Make downloads faster by randomizing stripe order when downloading

Just a shower thought.

Per whitepaper, erasure coding happens at stripe blocks, and a single segment consists of many stripe blocks. If I understand the code correctly, right now each piece contains data for stripes in the same order, and that’s also the order in which they are then sent over the network:

Assume RS k=3.

-------------------------------time---------------------------------------------->
Node 1:  «stripe 1»       «stripe 2»    «stripe 3»       «stripe 4»
Node 2:           «stripe 1»   «stripe 2»       «stripe 3»        | «stripe 4»
Node 3:     «stripe 1» «stripe 2» «stripe 3» «stripe 4»           |
Node 4:       «stripe 1»  «stripe 2»  «stripe 3»  «stripe 4»      |
Node 5:    «stripe 1»      «stripe 2»     «stripe 3»         «stripe 4»
-------------------------------time-------------------------------|-------------->
                                                       download finishes here

So, download ends when the last stripe has data from 3 pieces.

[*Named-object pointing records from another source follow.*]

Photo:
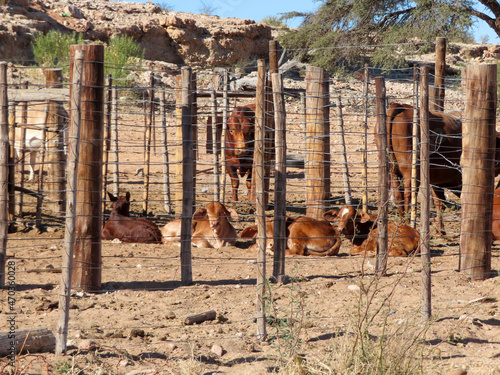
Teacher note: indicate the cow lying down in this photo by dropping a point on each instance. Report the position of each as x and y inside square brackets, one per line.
[306, 236]
[127, 229]
[360, 228]
[210, 227]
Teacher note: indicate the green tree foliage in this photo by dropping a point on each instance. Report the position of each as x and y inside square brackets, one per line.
[52, 49]
[119, 56]
[342, 34]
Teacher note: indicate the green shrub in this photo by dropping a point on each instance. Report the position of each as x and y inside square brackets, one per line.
[119, 56]
[52, 49]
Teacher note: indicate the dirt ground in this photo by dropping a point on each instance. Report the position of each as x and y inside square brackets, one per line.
[332, 316]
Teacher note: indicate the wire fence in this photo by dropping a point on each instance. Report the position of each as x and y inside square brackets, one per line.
[142, 154]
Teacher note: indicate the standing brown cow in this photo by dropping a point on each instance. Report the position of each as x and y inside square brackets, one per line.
[239, 145]
[444, 159]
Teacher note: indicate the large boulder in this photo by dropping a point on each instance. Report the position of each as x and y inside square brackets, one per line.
[173, 37]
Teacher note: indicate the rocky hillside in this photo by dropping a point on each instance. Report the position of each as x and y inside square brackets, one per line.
[173, 37]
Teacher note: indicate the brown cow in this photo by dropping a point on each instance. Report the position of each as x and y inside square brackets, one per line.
[360, 228]
[252, 231]
[239, 145]
[306, 236]
[309, 236]
[444, 159]
[210, 227]
[127, 229]
[496, 214]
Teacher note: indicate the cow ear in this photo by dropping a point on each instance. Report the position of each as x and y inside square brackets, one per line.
[365, 217]
[331, 215]
[233, 214]
[200, 214]
[249, 232]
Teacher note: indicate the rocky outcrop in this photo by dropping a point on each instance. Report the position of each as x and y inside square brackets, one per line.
[173, 37]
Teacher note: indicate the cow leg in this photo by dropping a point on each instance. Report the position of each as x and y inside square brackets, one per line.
[31, 165]
[438, 197]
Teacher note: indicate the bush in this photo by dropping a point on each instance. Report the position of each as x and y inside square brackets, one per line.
[119, 56]
[52, 49]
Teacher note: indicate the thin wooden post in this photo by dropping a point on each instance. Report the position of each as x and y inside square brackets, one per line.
[69, 233]
[478, 158]
[4, 170]
[87, 269]
[258, 177]
[167, 196]
[107, 140]
[22, 153]
[55, 146]
[280, 179]
[41, 157]
[317, 142]
[147, 138]
[345, 166]
[215, 146]
[364, 154]
[225, 113]
[425, 190]
[114, 141]
[383, 183]
[439, 87]
[187, 175]
[414, 153]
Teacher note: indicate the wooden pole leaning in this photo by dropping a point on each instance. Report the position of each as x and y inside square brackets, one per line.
[260, 204]
[4, 170]
[383, 183]
[280, 179]
[317, 142]
[187, 175]
[69, 234]
[425, 253]
[87, 259]
[478, 160]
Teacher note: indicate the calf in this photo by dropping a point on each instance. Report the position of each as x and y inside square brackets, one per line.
[127, 229]
[306, 236]
[36, 116]
[210, 227]
[239, 146]
[252, 232]
[360, 228]
[309, 236]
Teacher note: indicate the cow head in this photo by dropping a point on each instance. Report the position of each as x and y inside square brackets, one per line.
[121, 203]
[217, 215]
[241, 130]
[348, 217]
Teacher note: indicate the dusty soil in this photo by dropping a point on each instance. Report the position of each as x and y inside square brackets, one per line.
[136, 323]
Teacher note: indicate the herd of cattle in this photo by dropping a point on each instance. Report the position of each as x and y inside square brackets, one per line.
[211, 225]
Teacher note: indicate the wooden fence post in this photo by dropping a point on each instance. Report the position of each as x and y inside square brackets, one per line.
[107, 140]
[280, 179]
[317, 142]
[87, 269]
[4, 169]
[383, 183]
[425, 252]
[258, 178]
[55, 147]
[364, 154]
[478, 158]
[72, 169]
[439, 87]
[187, 174]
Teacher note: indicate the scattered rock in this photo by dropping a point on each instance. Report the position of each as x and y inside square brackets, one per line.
[87, 345]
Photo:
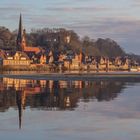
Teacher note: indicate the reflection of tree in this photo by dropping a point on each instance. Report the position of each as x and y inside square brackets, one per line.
[56, 94]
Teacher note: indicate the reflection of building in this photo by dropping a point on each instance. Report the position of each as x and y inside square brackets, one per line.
[54, 95]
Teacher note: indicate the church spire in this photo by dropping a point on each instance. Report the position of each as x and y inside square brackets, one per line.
[20, 33]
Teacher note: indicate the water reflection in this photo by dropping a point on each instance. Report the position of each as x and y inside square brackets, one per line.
[54, 95]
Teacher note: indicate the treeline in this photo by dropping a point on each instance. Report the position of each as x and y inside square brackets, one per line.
[62, 40]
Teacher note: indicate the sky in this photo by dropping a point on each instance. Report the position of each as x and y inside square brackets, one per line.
[115, 19]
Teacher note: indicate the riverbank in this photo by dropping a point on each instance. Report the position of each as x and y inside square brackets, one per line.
[75, 76]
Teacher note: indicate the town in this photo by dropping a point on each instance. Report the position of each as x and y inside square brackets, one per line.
[31, 58]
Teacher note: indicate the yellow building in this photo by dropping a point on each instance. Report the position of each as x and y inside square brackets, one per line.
[18, 59]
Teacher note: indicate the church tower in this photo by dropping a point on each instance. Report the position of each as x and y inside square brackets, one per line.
[19, 36]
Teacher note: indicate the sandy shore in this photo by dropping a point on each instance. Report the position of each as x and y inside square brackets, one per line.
[76, 76]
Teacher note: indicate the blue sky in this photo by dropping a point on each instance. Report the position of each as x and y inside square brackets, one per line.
[116, 19]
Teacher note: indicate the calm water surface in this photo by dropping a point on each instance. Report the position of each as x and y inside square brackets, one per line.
[72, 110]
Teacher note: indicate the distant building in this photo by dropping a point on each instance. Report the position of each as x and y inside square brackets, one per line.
[18, 58]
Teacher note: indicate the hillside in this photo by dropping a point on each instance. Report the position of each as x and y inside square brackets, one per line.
[56, 39]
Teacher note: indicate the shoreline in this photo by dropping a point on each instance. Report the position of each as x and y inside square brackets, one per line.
[76, 76]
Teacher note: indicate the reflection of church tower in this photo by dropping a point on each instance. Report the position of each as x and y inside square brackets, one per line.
[20, 100]
[19, 36]
[19, 105]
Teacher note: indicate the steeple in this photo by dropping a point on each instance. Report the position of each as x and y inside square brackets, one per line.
[20, 33]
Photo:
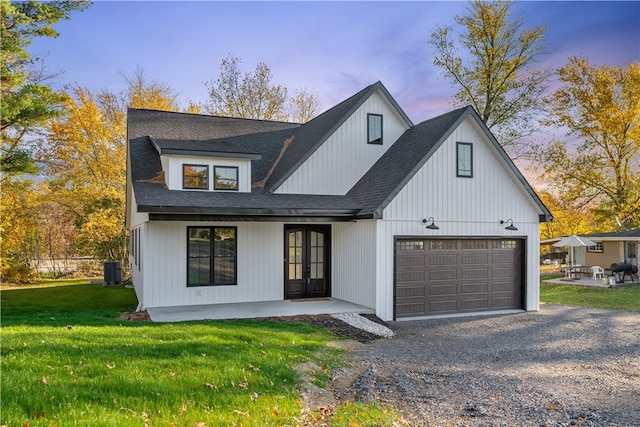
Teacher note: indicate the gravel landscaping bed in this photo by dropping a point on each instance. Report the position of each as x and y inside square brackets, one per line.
[562, 366]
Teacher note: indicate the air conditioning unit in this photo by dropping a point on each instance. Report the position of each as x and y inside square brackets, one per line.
[112, 273]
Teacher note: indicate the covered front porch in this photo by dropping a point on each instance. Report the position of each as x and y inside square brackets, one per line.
[248, 310]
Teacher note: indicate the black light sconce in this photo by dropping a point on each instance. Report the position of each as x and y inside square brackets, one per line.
[509, 227]
[431, 226]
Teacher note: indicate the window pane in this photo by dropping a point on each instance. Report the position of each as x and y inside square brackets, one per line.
[199, 256]
[195, 176]
[410, 245]
[465, 159]
[224, 271]
[224, 264]
[442, 245]
[475, 244]
[226, 178]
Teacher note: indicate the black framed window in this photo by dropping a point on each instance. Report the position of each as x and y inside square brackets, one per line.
[195, 177]
[226, 178]
[374, 129]
[211, 256]
[464, 159]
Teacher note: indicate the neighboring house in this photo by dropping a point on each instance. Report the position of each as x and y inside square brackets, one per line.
[613, 247]
[227, 210]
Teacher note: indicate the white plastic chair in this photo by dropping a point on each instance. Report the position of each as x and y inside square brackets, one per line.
[597, 271]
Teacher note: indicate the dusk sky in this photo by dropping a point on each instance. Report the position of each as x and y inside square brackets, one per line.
[334, 49]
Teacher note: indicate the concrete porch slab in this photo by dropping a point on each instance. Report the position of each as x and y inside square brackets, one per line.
[248, 310]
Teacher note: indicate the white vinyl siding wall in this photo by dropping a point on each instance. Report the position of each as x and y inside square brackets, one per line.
[345, 156]
[461, 207]
[172, 166]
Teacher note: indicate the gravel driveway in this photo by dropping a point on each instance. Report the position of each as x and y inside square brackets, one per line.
[562, 366]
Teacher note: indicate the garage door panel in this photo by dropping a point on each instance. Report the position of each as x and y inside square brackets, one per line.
[504, 258]
[411, 260]
[503, 287]
[448, 276]
[442, 307]
[475, 304]
[439, 290]
[410, 276]
[474, 259]
[442, 259]
[410, 291]
[474, 288]
[479, 273]
[435, 275]
[507, 273]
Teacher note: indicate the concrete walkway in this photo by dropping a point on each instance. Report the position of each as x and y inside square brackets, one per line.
[255, 309]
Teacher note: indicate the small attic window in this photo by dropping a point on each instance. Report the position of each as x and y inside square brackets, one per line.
[374, 129]
[195, 177]
[464, 159]
[226, 178]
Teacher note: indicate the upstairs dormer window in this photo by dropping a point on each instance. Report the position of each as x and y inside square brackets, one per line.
[195, 177]
[464, 159]
[226, 178]
[374, 129]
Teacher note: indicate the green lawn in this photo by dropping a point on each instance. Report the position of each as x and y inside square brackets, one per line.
[67, 360]
[618, 298]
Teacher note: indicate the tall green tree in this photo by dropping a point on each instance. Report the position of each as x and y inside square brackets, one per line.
[26, 102]
[597, 165]
[493, 66]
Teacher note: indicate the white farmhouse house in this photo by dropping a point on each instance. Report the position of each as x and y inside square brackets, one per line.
[358, 205]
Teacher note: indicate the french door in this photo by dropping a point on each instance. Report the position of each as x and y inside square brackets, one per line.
[307, 261]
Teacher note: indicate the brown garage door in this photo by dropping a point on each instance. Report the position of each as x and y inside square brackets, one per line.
[448, 276]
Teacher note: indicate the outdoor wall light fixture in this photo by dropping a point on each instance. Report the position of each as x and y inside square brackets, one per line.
[510, 227]
[431, 226]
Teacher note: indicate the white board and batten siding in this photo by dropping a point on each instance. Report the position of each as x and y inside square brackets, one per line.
[345, 156]
[260, 264]
[354, 262]
[461, 207]
[138, 225]
[172, 167]
[260, 267]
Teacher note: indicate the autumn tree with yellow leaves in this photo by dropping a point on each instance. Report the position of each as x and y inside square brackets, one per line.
[597, 165]
[84, 159]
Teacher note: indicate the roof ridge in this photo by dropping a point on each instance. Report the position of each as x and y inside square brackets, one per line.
[185, 113]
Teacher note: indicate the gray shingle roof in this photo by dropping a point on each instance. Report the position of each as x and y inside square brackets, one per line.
[276, 150]
[314, 133]
[401, 161]
[616, 234]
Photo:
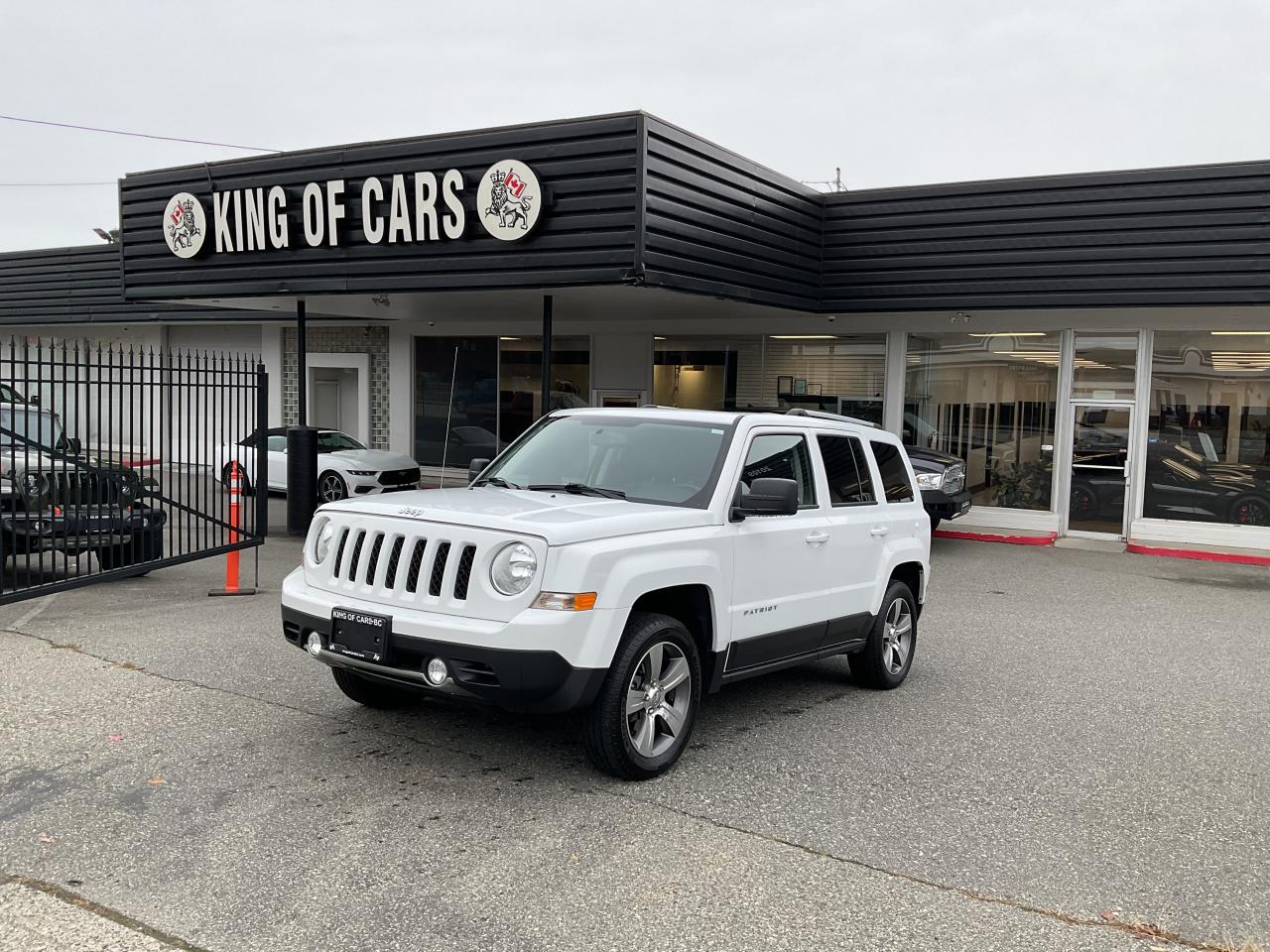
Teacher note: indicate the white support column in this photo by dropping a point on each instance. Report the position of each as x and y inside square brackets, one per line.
[1134, 493]
[1061, 479]
[400, 389]
[893, 391]
[271, 356]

But we could try to (deterministically) randomize the order of stripes received. Here I’m not changing the delays, just the order of stripes:

-------------------------------time---------------------------------------------->
Node 1:  «stripe 4»       «stripe 3»    «stripe 2»       «stripe 1»
Node 2:           «stripe 1»   «stripe 3»       «stripe 2»          «stripe 4»
Node 3:     «stripe 2» «stripe 1» «stripe 4» «stripe 3»            
Node 4:       «stripe 4»  «stripe 1»  «stripe 3»  «stripe 2»       
Node 5:    «stripe 1»      «stripe 2»     «stripe 4»         «stripe 3»
-------------------------------time----------------|----------------------------->
                                         download finishes here

Here, the download can end earlier, because we can leverage stripe 1 data from nodes 2, 3, and 4; stripe 2 from nodes 1, 2, and 5; stripe 3 from nodes 1, 2, and 4; and stripe 4 from nodes 1, 3, and 5.

This way we would get faster downloads, possibly less bandwidth overhead from not wasting data received from slower nodes at the cost of uh, a bit of complexity between the node and uplink, plus teensy-weensy more complex accounting.

Also, time-to-first-byte would be worse, so this shuffle could be an opt-in.

What do you think?

1 Like

Given that nodes will have different speeds (that will vary over time, and that you don’t know in advance): wouldn’t randomization be just as likely to slow things down? You’ve for-sure added complexity but don’t for-sure receive any benefit?

No. Currently you wait for the first 29 nodes that deliver all stripes. Consider that if the order of the stripes in those 29 nodes would be randomized, that is exactly also the worst case for the proposed approach. And any time one of the other 6 nodes will deliver some stripe data faster, it only means we don’t need to wait on these 29 nodes to deliver that stripe, so we can only improve on the worst case.

The current download process is implemented in a such way, that it’s starting more than 29 downloads at time, so I do not think that we need to randomize them at all - we already doing so by starting to download for example 39 from needed 29. These numbers also depends on a used RS schema, it could be more or less.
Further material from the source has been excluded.